ATHENES (Reuters) - Abaisser l'objectif d'excédent budgétaire primaire après 2018 permettrait à la Grèce de réduire les impôts et de gagner en compétitivité, a déclaré lundi le ministre grec des Finances, qui exhorte par ailleurs les créanciers de son pays à conclure rapidement son examen et à alléger sa dette.

Euclide Tsakalotos estime que l'objectif d'excédent primaire (c'est-à-dire hors service de la dette) pourrait être ramené à 2,5% du PIB au-delà de 2018, alors qu'il est actuellement de 3,5%, une proposition qui n'a pas l'aval des créanciers européens.

"Certains pays disent que le principal problème de la Grèce n'est pas la dette mais la compétitivité", a-t-il dit lundi lors d'une conférence à Athènes, renvoyant à des propos tenus la semaine dernière par son homologue allemand Wolfgang Schäuble.

"Si tel est le cas, je ne vois rien de mieux que de réduire ses excédents", a-t-il ajouté.

"Voici ce que je propose: ramenons l'objectif d'excédent budgétaire primaire de 3,5% à 2,5%; le gouvernement grec s'engagera à affecter la différence d'un point à des allègements fiscaux pour les PME (...) afin de stimuler la compétitivité".

S'exprimant lors de la même conférence, Benoit Coeuré, membre du directoire de la Banque centrale européenne (BCE), a dit qu'Athènes devait s'en tenir aux conditions de son programme d'aide pour réussir son examen de santé.

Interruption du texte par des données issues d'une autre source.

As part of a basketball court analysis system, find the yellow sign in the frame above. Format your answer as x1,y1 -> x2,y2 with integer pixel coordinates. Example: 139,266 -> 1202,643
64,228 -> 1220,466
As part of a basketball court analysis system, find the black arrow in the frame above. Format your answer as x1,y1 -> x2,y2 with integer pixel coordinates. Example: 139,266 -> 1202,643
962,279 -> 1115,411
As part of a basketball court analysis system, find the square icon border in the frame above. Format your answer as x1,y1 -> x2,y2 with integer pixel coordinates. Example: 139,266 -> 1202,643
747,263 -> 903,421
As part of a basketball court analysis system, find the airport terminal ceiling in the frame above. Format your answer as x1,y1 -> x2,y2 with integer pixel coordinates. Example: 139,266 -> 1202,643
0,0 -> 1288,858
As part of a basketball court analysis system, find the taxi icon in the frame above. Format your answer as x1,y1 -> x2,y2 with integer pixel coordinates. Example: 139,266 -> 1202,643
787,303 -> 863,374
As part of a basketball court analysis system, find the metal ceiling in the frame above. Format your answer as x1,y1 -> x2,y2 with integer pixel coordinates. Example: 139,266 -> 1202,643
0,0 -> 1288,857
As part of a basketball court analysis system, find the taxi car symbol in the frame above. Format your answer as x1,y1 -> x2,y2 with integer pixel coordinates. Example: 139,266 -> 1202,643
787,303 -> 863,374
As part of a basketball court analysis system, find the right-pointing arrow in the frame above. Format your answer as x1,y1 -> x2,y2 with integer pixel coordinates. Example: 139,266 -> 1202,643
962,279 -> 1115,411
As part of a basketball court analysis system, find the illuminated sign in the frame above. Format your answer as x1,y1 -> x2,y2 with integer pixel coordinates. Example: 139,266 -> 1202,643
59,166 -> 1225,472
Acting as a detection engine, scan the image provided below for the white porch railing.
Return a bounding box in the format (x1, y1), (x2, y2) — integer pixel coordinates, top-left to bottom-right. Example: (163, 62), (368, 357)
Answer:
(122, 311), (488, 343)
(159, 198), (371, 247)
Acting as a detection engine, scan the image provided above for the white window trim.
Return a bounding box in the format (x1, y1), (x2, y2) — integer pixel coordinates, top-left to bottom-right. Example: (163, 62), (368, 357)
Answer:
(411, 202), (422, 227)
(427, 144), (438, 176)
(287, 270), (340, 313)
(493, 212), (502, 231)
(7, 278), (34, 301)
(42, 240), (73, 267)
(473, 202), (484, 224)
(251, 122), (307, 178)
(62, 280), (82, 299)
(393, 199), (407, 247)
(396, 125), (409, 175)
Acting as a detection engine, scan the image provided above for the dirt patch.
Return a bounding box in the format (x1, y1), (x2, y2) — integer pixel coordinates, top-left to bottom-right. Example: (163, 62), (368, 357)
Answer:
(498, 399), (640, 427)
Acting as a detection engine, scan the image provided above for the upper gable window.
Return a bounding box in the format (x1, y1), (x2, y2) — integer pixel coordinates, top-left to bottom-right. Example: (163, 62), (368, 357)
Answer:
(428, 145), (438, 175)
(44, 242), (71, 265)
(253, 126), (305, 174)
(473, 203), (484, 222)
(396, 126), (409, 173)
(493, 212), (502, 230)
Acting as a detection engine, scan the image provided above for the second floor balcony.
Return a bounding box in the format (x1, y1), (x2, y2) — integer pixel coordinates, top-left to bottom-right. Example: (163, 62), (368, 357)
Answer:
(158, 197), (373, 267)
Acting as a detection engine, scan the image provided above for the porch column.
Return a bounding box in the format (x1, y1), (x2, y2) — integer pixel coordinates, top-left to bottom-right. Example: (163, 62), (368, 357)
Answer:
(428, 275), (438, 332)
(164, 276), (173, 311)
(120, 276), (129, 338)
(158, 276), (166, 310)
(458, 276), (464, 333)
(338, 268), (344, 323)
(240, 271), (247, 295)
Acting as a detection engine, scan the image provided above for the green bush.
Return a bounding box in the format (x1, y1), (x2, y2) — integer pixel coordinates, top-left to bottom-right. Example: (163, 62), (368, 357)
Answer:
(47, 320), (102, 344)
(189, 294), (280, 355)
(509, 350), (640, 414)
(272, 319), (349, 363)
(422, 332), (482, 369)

Bien qu'il ait promis d'en finir avec l'austérité, le Premier ministre Alexis Tsipras a signé en juillet 2015 un troisième programme d'aide international, synonyme de rigueur. Il a été par la suite réélu grâce à ses promesses de préserver les retraites, les salaires et la code du travail.

"SANS CONCLUSION, PAS DE SOLUTION"

Les négociations entre Athènes et ses créanciers ont buté la semaine dernière sur des divergences tenant aux objectifs budgétaires et aux réformes des marchés du travail et de l'énergie, pierres angulaires de la deuxième revue des réalisations accomplies par la Grèce.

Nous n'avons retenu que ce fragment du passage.